The Apex and Sony models also offer attractive, intuitive graphical interfaces. In contrast, the Philips DVDR80's on-screen menu frequently presents arcane symbols that you'll need a key to decode--so using this unit is more difficult than it should be.
The Sharp isn't hard to use, but its interface isn't pretty, either: Its navigation menus look identical to the simple blue-and-white text screens of the company's VCRs.
Ready, Set, Record!
Each of the models we tested permits manual and timer recording, similar to what you'd find on a VCR; all but the Pioneer (which relies on its TiVo guide) have one-touch recording for immediately capturing shows in 30-minute increments.
The slickest on-screen programming guides accompanied the Pioneer and Philips models. The TiVo Basic service on the Pioneer device lists three days' worth of programs and allows you to record all episodes of a particular television series at a specific day and time. (You can upgrade to the full TiVo service to get enhanced options, such as recording all shows with a specific actor, for $13 a month.)

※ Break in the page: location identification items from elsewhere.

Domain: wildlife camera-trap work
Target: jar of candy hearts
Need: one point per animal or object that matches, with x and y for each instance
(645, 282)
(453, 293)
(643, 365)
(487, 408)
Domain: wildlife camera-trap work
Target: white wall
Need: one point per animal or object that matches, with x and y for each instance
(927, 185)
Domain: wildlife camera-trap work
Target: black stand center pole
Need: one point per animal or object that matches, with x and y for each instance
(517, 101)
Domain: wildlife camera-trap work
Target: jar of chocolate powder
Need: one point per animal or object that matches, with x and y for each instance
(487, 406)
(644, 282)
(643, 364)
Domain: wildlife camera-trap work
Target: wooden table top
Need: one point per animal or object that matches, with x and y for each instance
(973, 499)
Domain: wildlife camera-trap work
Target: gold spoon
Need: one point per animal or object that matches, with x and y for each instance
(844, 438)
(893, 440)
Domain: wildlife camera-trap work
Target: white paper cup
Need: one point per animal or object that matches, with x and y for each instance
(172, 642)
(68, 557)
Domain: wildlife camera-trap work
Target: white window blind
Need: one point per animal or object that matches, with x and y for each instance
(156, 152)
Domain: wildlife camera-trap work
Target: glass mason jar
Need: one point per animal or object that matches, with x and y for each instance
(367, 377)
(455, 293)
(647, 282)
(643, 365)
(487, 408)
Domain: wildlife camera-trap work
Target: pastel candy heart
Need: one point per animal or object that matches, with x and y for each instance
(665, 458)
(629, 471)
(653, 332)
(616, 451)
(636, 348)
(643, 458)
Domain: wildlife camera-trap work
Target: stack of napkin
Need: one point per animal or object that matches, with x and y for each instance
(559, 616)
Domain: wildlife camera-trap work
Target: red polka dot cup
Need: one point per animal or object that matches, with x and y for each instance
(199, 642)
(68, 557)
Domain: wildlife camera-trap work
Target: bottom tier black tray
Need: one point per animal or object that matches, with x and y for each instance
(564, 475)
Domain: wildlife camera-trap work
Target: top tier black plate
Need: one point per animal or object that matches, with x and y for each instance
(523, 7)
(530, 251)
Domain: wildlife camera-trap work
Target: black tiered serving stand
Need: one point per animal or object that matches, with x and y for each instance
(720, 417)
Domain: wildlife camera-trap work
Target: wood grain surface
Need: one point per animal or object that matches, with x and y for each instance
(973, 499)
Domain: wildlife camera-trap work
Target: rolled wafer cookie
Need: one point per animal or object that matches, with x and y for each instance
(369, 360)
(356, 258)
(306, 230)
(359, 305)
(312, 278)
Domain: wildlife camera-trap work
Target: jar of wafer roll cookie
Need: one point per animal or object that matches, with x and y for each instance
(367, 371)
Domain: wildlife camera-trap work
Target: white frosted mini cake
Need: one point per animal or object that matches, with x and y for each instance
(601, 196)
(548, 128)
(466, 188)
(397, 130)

Philips offers an attractive alternative to TiVo with its Guide Plus System, a free, on-screen program guide that taps into your cable feed to display a week's worth of TV shows, mimicking some of TiVo Basic's functions. On the other hand, the Panasonic, the Pioneer, and the Sharp products all integrate the spartan VCR Plus, a holdover system for inputting a number you find in TV listings for a show you want to record.
Just as VCRs have three recording speeds (SP/LP/EP), all of the DVD recorders we evaluated had at least three image-quality presets for recording (the Philips device provides eight presets). The more recording time you pack on a disc, however, the lower the video quality--as a result you'll see blocky and choppy images, with obvious visual artifacts. The highest quality setting--equivalent to what you'd see in a DVD movie--gets you just 1 hour of recording time. The sweet spot: 2 hours per disc, at which the image is good, with only occasional artifacts.
DVD recorders are wonderful tools, especially when they are easy to use, like our pick, Sony's RDR-GX7. One would make a great addition to any home theater setup--once you free up the slot formerly occupied by your VCR.